Warren Buffett mentioned that his eventual successor as CEO of Berkshire Hathaway should be the sole manager of the company receiving compensation in the form of stock options.
The next chief executive officer should be “the only one who would receive options because he would be the only one who is responsible for the overall success of the operation,” he told Fortune magazine in an interview about writing this in a memo to the company’s Board of Directors.
As the third richest man in the world and an icon in investing, Warren Buffett came under fire just last week when he mentioned that he was in a disagreement with a controversial Coca-Cola management equity compensation package, but he chose to abstain from voting. Last week, he mentioned to CNBC that he “didn’t want to express any disapproval of the management but we did disapprove of the plan.” Since then, he has drawn strong criticism by choosing not to vote against the plan, which happens to have passed.

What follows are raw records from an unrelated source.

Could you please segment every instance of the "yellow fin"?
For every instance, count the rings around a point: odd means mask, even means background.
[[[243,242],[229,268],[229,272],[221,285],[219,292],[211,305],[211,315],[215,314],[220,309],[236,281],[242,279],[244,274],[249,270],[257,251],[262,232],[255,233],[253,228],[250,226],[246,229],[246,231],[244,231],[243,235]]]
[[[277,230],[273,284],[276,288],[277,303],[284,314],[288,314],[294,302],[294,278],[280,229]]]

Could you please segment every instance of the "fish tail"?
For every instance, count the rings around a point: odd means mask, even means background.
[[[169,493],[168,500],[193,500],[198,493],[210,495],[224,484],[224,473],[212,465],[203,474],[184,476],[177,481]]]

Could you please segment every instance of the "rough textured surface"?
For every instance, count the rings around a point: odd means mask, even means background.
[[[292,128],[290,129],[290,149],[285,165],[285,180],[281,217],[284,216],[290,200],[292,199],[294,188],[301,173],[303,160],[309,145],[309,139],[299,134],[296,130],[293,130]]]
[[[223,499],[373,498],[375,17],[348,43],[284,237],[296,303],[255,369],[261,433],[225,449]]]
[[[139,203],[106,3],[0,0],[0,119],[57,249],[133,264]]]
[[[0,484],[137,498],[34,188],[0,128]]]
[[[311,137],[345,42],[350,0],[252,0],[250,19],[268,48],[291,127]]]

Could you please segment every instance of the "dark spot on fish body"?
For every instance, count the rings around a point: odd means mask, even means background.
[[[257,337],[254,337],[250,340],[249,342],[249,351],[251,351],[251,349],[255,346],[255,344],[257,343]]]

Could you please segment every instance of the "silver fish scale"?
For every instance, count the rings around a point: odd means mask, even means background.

Buffett mentioned a long time ago and continues to believe that using stock options as a way to pay often costs too much for shareholders. It’s also counterproductive as a tool for motivation.
Back in 1997, he put together a plan at his auto insurance unit Geico that based incentivized compensation on customer account growth and policy profitability that were on the books for over a year. He said that his system rewards the desired behavior more accurately than stock options, which allow the holder to purchase a certain number of shares for a certain price at a specific period of time.
“We shun ‘lottery ticket’ arrangements, such as options on Berkshire shares, whose ultimate value — which could range from zero to huge — is totally out of the control of the person whose behavior we would like to affect,” he wrote in a shareholder letter that year. “A system that produces quixotic payoffs will not only be wasteful for owners but may actually discourage the focused behavior we value in managers.” But Buffett still said that the executive compensation is in line with pay rates for the rest of the country.
“If you run a multibillion-dollar company the difference between a 10 and an eight is huge in terms of value,” said Warren Buffett. “Still, almost on a voluntary basis, I think it should be somewhat restrained in some cases.” He did not offer any other details about who would be the next Berkshire Hathaway chief executive officer, which is a source of serious speculation as investors often wonder how much longer Buffett will continue in this role. For over 25 years, Buffett has only drawn a salary of $100,000 as his compensation.